The prefix code part is useful because it means that no code is the prefix of another. In morse code for instance A = dot dash and J = dot dash dash dash, how do you know where to break reading the code. This increases the inefficiency of transmitting data using morse as you need a special symbol (pause) to signify the end of transmission of one code. Compare that to Huffman codes where each code is unique, as soon as you discover the encoding for a symbol in the input, you know that that is the transmitted symbol because it is guaranteed not to be the prefix of some other symbol.

Answer 5

It's the dual effect of having the most frequent characters using the shortest bit sequences that gives you the savings.

For a concrete example, let's say you have a piece of text that consists of 1024 e characters and 1024 of all other characters combined.

With 8 bits for code, that's a full 2048 bytes used in uncompressed form.

Now let's say we represent e as a single 1-bit and every other letter as a 0-bit followed by its original 8 bits (a very primitive form of Huffman).

You can see that half the characters have been expanded from 8 bits to 9, giving 9216 bits, or 1152 bytes. However, the e characters have been reduced from 8 bits to 1, meaning they take up 1024 bits, or 128 bytes.

The total bytes used is therefore 1152 + 128, or 1280 bytes, representing a compression ratio of 62.5%.

You can use a fixed encoding scheme based on the likely frequencies of characters (such as English text), or you can use adaptive Huffman encoding which changes the encoding scheme as characters are processed and frequencies are adjusted. While the former may be okay for input which has high probability of matching frequencies, the latter can adapt to any input.

Answer 6

Statistic table can't be wrong, because in general Huffman algorithm, analyze hole text at the beginning, and builds frequent-statistics of the given text, while Morse has a static symbol -code map.

Huffman algorithm uses the advantage of a given text. As an example, if E is most frequent letter in English in general, that doesn't mean that E is most frequent in a given text for a given author.

Another advantage of Huffman algorithm is that you can use it for any alphabet starting from [0, 1] finished Chinese hieroglyphs, while Morse is defined only for English letters

Answer 7

1. So in Morse code, "E" can be represented by a single dot, because it is the most frequent letter. But why? Why is it a dot because of its frequency?
   "E" can be encoded to any unique code for a specific code dictionary, so it can be "0", we choose it to be short to save memory, so the average bytes used after encode is minimized.

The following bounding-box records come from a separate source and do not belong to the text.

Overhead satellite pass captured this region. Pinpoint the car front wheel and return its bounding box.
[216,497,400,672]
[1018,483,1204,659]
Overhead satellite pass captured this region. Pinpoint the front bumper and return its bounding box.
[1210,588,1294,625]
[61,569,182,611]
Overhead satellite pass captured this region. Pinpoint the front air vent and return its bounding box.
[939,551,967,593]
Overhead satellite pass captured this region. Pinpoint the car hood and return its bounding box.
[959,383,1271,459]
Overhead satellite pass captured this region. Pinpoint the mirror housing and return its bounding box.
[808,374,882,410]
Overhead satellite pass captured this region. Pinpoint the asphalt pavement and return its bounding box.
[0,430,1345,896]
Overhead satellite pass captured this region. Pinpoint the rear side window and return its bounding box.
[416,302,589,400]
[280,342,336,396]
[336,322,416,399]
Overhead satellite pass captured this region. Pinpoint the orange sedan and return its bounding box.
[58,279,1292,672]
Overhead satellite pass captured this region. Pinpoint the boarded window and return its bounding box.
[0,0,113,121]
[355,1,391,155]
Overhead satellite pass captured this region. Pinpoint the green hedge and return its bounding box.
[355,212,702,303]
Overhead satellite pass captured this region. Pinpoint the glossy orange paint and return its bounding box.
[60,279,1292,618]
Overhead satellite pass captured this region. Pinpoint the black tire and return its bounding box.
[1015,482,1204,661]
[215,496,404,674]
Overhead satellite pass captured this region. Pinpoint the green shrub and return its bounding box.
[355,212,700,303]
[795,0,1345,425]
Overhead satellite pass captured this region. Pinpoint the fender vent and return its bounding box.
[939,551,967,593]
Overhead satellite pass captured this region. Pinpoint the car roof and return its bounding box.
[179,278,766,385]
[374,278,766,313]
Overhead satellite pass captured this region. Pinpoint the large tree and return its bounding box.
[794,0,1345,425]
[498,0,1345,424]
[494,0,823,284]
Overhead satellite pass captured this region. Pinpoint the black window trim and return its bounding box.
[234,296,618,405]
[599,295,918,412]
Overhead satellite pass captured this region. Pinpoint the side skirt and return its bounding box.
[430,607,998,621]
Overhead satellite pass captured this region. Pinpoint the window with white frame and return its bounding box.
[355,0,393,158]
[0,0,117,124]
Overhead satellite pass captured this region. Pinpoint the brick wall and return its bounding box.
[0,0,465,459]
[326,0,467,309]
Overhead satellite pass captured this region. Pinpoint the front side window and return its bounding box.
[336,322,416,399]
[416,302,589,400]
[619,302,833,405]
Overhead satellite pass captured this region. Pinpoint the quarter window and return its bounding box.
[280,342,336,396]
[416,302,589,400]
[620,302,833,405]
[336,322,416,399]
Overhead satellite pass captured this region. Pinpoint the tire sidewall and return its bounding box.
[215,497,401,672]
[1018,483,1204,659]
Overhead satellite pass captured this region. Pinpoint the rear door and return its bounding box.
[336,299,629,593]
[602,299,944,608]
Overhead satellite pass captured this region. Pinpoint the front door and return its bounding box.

2. Why is the probability / statistics of the chars so important to Huffman coding? What happens if the statistics table is wrong?
   why do we encode? save space right?　Space used after encode is freq(wordi)*Length(wordi), it is what we should try to minimize, so we choose to assign words with high prob short code greedly to save space.
   If the statistics table is wrong, then the encoding is not the best way to save space.